Daviken Studnicki-Gizbert, “Treasure and Commonwealth in the Long Political History of Mining in Latin America”
Wednesday, October 3, 2012, 4:30-6:30 pm
Harbour Centre Campus, Room 1600, Simon Fraser University, 515 West Hastings Street
Across Latin America a broad range of socio-ecological movements are advancing what seem to be new and radical claims to popular resource sovereignty, claiming rights of regard and control over classes of natural objects – rivers, forests, and underground mineral deposits – that have long been categorized as the patrimony of the state. The paper places these claims within a long-term historical perspective.
Focusing on mining, it describes the engagements between state-centered and popular politics during successive mining booms in the colonial, national and Neoliberal periods. “Treasure” and “Commonwealth” denote here the ideologies and political practices that confronted one other over key issues such as title, distributive justice, and subsidiary claims to other natural objects like water, forests and land.

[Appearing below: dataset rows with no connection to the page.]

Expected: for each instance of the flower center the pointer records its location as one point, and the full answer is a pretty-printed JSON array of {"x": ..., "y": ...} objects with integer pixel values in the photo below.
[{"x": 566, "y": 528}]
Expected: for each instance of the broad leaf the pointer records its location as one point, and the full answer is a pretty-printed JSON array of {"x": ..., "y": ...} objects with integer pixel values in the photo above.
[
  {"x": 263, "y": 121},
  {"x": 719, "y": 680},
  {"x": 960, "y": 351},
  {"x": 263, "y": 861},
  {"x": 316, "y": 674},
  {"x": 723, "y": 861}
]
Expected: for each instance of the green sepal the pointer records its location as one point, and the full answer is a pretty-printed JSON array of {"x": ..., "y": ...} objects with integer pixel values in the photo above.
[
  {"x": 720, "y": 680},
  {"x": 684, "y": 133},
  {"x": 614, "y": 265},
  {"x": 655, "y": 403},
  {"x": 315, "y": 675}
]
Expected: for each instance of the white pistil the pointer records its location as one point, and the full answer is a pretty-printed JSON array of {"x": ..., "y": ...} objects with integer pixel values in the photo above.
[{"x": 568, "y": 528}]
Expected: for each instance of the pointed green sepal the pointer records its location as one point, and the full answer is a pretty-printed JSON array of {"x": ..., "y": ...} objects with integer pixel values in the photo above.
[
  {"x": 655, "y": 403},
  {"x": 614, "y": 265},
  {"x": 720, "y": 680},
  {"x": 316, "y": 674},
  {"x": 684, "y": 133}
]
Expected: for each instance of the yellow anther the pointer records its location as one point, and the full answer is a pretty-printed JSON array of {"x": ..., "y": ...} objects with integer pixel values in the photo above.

Daviken Studnicki-Gizbert teaches Latin American and environmental history at McGill University. His main research interest is the history of extractivism in Latin America, which he is exploring in a book-length study of mining in San Luis Potosí, Mexico, as well as a comparative study of the social production of time and territory among the Ngöbé of Panama and the Innu of the Labrador Plateau. Since 2007 he has acted as coordinator of MICLA, a joint student-faculty research collective based at McGill that examines contemporary Canadian mining in Latin America.